A carta que Benjamin escreve a Scholem em francês (em 20 de janeiro de 1930) levanta a tripla questão da língua como língua estrangeira, do nome próprio e do nome como assinatura (a articulação de Walten e Walter para Jacques Derrida). Já no ensaio sobre As afinidades eletivas de Goethe (concluído em 1922), no qual versa também sobre a escolha feita por Goethe dos nomes dos personagens ("Dificilmente haverá em qualquer outra literatura uma narrativa da extensão das Afinidades eletivas em que se encontrem tão poucos nomes"), Benjamin escreve:

Nada vincula tanto o ser humano à linguagem quanto seu nome.

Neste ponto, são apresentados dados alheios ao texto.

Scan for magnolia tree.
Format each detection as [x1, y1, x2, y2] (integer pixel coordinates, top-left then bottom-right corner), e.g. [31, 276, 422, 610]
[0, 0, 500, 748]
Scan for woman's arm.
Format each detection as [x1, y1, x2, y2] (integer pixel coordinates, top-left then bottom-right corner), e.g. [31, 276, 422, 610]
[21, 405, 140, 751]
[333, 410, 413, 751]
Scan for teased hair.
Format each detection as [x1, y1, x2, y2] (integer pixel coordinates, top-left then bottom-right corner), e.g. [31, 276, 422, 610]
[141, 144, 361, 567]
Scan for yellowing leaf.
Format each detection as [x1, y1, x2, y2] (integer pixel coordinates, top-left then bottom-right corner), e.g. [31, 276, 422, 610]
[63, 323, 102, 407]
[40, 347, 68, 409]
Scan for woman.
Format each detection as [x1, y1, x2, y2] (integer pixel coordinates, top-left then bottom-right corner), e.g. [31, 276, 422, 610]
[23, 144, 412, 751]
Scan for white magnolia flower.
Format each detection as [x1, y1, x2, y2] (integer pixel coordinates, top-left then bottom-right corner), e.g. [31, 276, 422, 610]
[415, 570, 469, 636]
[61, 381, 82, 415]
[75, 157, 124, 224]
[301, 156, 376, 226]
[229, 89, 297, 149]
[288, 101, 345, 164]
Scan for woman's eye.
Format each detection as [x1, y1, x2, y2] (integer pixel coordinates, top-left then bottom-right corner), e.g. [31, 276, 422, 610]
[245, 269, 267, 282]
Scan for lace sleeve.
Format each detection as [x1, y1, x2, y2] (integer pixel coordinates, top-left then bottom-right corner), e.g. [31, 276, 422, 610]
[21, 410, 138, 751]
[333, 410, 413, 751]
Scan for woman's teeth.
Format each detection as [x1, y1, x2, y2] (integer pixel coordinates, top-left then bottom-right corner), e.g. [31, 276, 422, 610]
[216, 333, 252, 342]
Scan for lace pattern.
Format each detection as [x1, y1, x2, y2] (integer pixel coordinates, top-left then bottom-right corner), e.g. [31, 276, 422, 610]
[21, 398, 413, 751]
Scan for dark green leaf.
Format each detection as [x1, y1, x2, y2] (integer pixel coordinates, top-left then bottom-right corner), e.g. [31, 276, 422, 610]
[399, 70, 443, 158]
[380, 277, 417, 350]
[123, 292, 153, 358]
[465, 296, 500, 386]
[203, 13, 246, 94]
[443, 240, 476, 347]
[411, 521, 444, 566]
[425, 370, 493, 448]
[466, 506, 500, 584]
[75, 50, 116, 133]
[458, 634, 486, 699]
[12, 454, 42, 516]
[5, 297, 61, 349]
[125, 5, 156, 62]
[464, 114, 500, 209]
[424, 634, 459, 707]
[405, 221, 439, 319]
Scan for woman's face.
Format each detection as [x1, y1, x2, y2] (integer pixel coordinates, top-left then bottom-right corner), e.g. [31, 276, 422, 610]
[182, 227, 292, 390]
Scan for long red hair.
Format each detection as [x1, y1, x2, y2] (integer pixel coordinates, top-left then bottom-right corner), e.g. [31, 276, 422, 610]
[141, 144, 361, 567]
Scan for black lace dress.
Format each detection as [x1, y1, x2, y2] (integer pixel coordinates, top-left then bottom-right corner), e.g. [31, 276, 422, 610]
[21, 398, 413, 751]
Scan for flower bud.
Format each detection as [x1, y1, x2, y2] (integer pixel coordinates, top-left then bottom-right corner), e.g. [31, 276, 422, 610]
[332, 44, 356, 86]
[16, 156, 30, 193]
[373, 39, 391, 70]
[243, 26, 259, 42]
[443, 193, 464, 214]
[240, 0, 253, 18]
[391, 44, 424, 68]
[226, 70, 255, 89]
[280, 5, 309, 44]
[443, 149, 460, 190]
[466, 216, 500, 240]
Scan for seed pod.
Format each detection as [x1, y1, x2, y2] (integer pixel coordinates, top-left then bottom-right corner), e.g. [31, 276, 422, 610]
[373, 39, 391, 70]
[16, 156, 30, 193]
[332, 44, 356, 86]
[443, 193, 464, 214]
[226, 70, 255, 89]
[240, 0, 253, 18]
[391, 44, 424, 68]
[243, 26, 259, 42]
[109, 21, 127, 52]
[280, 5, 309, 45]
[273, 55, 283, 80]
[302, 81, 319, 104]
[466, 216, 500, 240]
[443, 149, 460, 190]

Diante disso, vale a pena resgatar o breve trecho em que Harald Weinrich, ao teorizar uma "linguística da mentira", utiliza um fragmento de Goethe. O ponto de contato principal é essa carta escrita em francês pelo namorado de Aurelie, exatamente como faz Benjamin com Scholem (e o faz de forma deliberada, para melhor poder confessar que não pretende ir à Palestina). É inegável que também Benjamin liga o francês à mentira, ou ao menos à dissimulação (ele procura restabelecer o contato com Scholem mas não consegue ser direto com relação ao seu desejo de não ir à Palestina). Será que Benjamin tinha em mente essa passagem de Goethe, que de resto conhecia tão bem?:
"Logo, uma vez ou outra, vozes se ergueram imputando culpa também à língua quando os homens dela caçoam como mentira. Na peça Henrique V (ato V, cena 2) de Shakespeare, está escrito em francês: O bon Dieu! Les langues des hommes sont pleines de tromperies [Meu Deus! As línguas dos homens são repletas de enganações]. Talvez até uma língua mais, outra menos. Em Os anos de aprendizagem de Wilhelm Meister, de Goethe (V, 16), ao se tratar do bom e do melhor do teatro francês, observa-se que Aurelie se abstém de participar. Indagada, ela revela o motivo: odeia a língua francesa. Seu namorado infiel tirou-lhe o gosto. Pois enquanto eles estavam apaixonados ele lhe escrevia cartas em alemão: 'e que alemão cordial, sincero, vigoroso'! Mas tão logo se extinguiu esse amor, ele passou a escrever cartas em francês, o que antes somente sucedia por brincadeira. Aurelie entendeu a troca muito bem. 'Porque, para reservas, meias palavras e mentiras, o francês é uma língua excelente, uma língua pérfida! [...] O francês é com razão a língua do mundo, digna de ser a língua universal, para que todos possam através dela enganar-se e mentir uns aos outros!'. Assim, se Aurelie tinha razão com 'suas manifestações caprichosas', a língua alemã se voltaria à verdade, a língua francesa, à mentira. 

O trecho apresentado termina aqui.